Prove: if x^2 is divisible by 3 then x is divisible by 3
Thanks so much anybody who can help me on this.
Fundamental Theorem of Arithmetic -- from Wolfram MathWorld
... in normal practice x indicates a real variable, for integer numers usually letters like n, m, i, j or k are used...
Kind regards
$\displaystyle \chi$ $\displaystyle \sigma$
What I say is that for an integer the letter 'n' is usually preferred to tghe letter 'x' and Your question should be written as: if $\displaystyle 3| n^{2}$ then $\displaystyle 3| n$...
Kind regards
$\displaystyle \chi$ $\displaystyle \sigma$
If $\displaystyle x^2$ is divisible by 3, then its prime factorization contains at least one 3. Since 3 is a prime number, it follows that x must also have a factor of 3.
(Since the question is about "divisibility", it is clear that x must be an integer so using "x" rather than "n" doesn't bother me.)
You want to prove: If $\displaystyle \displaystyle x^2$ is divisible by 3 then $\displaystyle \displaystyle x$ is divisible by 3.
The contrapositive of this is: If $\displaystyle \displaystyle x$ is not divisible by 3 then $\displaystyle \displaystyle x^2$ is not divisible by 3.
To prove the contrapositive, note that any integer can be written as $\displaystyle \displaystyle 3n, 3n+1$ or $\displaystyle \displaystyle 3n+2$, where $\displaystyle \displaystyle n$ is some other integer.
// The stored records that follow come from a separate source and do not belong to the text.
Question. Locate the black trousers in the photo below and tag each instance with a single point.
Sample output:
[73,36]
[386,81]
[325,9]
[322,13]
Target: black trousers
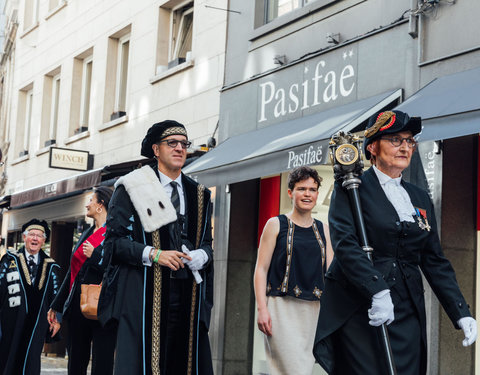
[87,336]
[359,350]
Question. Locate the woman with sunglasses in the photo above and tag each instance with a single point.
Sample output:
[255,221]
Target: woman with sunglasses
[360,296]
[87,265]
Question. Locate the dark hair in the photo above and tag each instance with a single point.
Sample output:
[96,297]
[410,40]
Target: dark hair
[103,195]
[301,174]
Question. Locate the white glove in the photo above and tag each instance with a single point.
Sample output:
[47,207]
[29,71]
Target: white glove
[469,327]
[382,309]
[197,260]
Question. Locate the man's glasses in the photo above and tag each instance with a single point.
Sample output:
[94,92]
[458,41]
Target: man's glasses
[397,141]
[35,235]
[173,143]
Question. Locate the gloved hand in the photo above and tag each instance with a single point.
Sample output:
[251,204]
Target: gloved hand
[195,255]
[199,258]
[469,327]
[382,309]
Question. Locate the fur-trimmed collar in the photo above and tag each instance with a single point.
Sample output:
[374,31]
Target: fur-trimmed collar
[149,198]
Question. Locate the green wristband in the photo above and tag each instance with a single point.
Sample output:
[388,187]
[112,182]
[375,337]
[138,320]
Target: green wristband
[155,260]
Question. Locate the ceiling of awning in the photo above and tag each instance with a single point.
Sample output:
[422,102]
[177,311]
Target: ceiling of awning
[277,148]
[449,106]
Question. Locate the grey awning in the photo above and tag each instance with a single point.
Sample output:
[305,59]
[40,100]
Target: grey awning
[277,148]
[449,106]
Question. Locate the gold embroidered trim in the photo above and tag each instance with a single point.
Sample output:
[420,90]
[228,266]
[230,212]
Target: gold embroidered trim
[157,304]
[26,272]
[291,227]
[381,120]
[297,291]
[44,272]
[200,193]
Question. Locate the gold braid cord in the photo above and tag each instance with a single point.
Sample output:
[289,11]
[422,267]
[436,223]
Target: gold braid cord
[157,304]
[200,191]
[26,272]
[44,272]
[381,120]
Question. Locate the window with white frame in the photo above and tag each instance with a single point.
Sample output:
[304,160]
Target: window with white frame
[87,68]
[121,81]
[30,14]
[24,120]
[278,8]
[52,4]
[181,30]
[115,99]
[174,35]
[80,101]
[50,108]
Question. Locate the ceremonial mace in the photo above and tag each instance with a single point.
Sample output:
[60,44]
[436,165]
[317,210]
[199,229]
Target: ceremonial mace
[345,155]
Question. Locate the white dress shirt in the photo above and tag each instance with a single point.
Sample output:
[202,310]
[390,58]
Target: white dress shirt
[397,195]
Since we have said that $\displaystyle \displaystyle x$ is not divisible by $\displaystyle \displaystyle 3$, then we can let $\displaystyle \displaystyle x = 3n+1$ or $\displaystyle \displaystyle x = 3n+2$.
Case 1:
$\displaystyle \displaystyle \begin{align*} x &= 3n + 1 \\ x^2 &= (3n + 1)^2 \\ x^2 &= 9n^2 + 6n + 1 \\ x^2 &= 3(3n^2 + 2n) + 1 \end{align*}$
which is not divisible by 3.
Case 2:
$\displaystyle \displaystyle \begin{align*} x &= 3n + 2 \\ x^2 &= (3n + 2)^2 \\ x^2 &= 9n^2 + 12n + 4 \\ x^2 &= 9n^2 + 12n + 3 + 1 \\ x^2 &= 3(3n^2 + 4n + 1) + 1 \end{align*}$
which is not divisible by 3.
Since we have shown that if $\displaystyle \displaystyle x$ is not divisible by 3, then $\displaystyle \displaystyle x^2$ is not divisible by 3, the contrapositive is also true.
You are more than welcome. Just one thing though, you should note that proving a statement by proving the contrapositive is not considered a direct proof, but rather an indirect proof. However, I think it's important to see how often it is easier to prove something indirectly than directly.